I am so, so, soooo tired. Last week was pretty drama-filled, and I had hoped it was over. But alas, it begins again. I know life is cyclical. Ups, downs, circles. And I am obviously on a low cycle. The kind where everything goes wrong. Not a Murphy's law kind of wrong. I'm talking about the stressful stuff that you can't control, or fix. The same stuff that makes every carb you eat go straight to your rear-end or hips and stick there. The kind that keeps the weight from coming off. The kind that makes you rationalize that the bread and chocolate you're stuffing into your mouth are healthy. Yep. That kind.
Interesting how stress can sabotage weight loss. I don't know exactly how it works with hormones in the body. I just know it makes a difference. And here's the answer: I have to either get rid of the stress altogether, or try and work off the stress through exercise. Since the former is not possible, the latter has to be my course of action. And I've been doing okay with that.
I walked 5 1/2 miles on Friday and swam Friday night. I walked 3 miles on the bike trail Saturday morning, then another 2 through the course of the day. Yesterday was my day of rest, and I needed it because my left knee has been giving me a little trouble. Today I got in another 6 miles. Yay for me! Awesome, right? WRONG!!! My body clung to weight over the weekend. I ate a little too much I suppose. I split a burger and had some nachos on Saturday night. And Sunday I probably had a few too many pretzels. I just don't believe it was enough to make me GAIN. And that's exactly what happened. I gained a pound.

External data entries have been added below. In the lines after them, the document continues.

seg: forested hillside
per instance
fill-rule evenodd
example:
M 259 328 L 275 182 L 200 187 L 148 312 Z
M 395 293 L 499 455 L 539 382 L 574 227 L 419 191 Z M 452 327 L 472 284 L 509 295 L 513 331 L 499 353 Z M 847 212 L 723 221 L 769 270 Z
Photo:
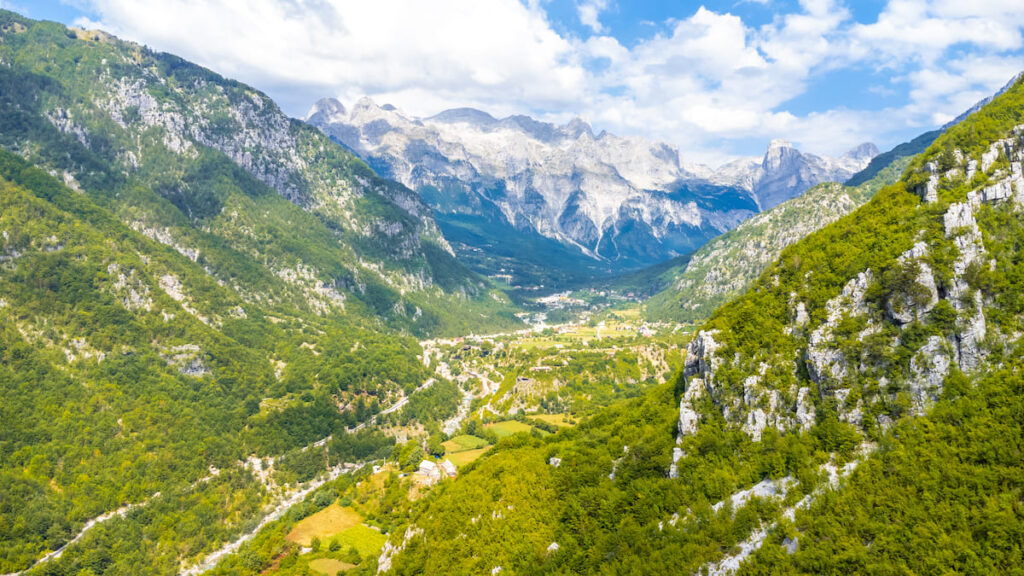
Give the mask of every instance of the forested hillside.
M 0 12 L 0 573 L 176 574 L 303 454 L 390 451 L 346 428 L 414 335 L 516 324 L 415 194 L 175 56 Z

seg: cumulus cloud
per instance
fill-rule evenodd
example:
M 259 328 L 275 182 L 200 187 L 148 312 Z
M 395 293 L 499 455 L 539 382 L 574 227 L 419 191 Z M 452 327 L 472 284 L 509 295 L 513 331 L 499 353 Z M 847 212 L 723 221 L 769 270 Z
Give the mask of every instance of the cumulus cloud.
M 543 0 L 88 1 L 98 22 L 85 24 L 254 84 L 292 114 L 323 95 L 371 95 L 416 115 L 584 115 L 713 163 L 772 137 L 829 154 L 895 143 L 897 128 L 947 121 L 1024 68 L 1019 0 L 889 0 L 867 23 L 842 0 L 801 0 L 759 27 L 700 7 L 629 46 L 601 23 L 609 0 L 574 4 L 585 38 L 558 32 Z M 888 79 L 865 93 L 903 101 L 787 109 L 854 69 Z
M 577 4 L 577 14 L 580 23 L 589 28 L 595 34 L 604 32 L 600 16 L 608 7 L 608 0 L 583 0 Z

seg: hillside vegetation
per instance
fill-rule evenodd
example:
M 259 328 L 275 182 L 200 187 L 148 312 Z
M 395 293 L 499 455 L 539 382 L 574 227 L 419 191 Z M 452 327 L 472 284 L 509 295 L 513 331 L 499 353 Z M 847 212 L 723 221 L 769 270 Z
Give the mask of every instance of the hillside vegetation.
M 415 335 L 517 324 L 256 90 L 6 11 L 0 63 L 0 573 L 177 574 L 390 451 L 346 429 L 428 378 Z
M 432 494 L 387 573 L 1017 570 L 1022 124 L 1018 82 L 783 250 L 674 387 Z

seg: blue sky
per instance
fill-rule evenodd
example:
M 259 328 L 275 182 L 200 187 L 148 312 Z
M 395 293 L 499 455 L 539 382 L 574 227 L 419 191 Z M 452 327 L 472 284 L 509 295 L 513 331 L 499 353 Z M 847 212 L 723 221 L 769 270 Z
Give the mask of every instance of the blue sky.
M 941 125 L 1024 70 L 1019 0 L 0 0 L 102 28 L 302 117 L 369 95 L 418 116 L 574 116 L 687 162 L 782 137 L 838 155 Z

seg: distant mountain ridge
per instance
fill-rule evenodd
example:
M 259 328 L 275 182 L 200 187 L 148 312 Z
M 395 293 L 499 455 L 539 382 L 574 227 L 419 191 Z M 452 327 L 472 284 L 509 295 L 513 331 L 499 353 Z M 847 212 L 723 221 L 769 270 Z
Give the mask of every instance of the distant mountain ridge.
M 815 183 L 845 180 L 878 153 L 862 145 L 830 159 L 773 140 L 764 158 L 716 171 L 668 143 L 594 134 L 580 118 L 557 126 L 468 108 L 416 118 L 370 98 L 350 109 L 325 98 L 306 121 L 419 192 L 470 264 L 520 276 L 552 251 L 591 275 L 664 261 Z M 502 252 L 523 237 L 545 250 Z M 496 264 L 481 251 L 507 257 Z

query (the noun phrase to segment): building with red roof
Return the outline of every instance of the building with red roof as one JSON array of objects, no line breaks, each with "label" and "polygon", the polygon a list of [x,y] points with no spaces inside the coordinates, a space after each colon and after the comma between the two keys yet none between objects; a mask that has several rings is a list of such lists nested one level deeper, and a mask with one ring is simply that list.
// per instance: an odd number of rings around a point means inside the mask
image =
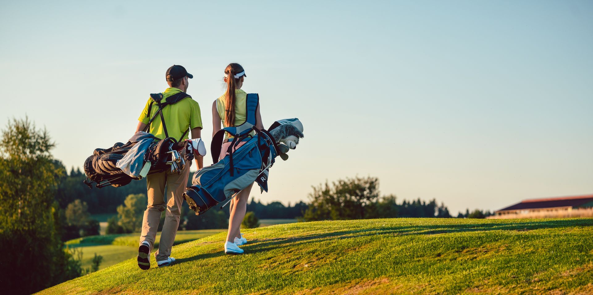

I am sure you can imagine the scene in my bathroom this morning. Get on the scale. Get off. No way. Get on. And then slowly a blood-curdling scream forms in the pit of my stomach, makes its way slowly up my windpipe and hurls out from the back of my throat. Arrgggghhhhh!!!!!!!! I'm in the 90's again!!!!!! Okay. Breathe. Breathe. Breathe. And then . . . I had to get my head together.
I spent the whole day telling myself it would be okay. My head says one thing, my emotions another. And I'm tired. And I get pelted throughout the day with more stresses that I can't control. But here I am, at the end of the day, and I finally have some peace. Pick myself up by the bootstraps and keep on. Stick with it. Stay the course. And it's going to be fine. And thank God for the progress I have made so far. And pray that this time is just a blip. A weird sort of plateau. And I will keep praying. Praying for peace, for relief from the stressors, for strength to deal with them, and for continued success in losing weight. And if you happen to be saying prayers yourself, would you mind putting an extra one out there for me? I could use it.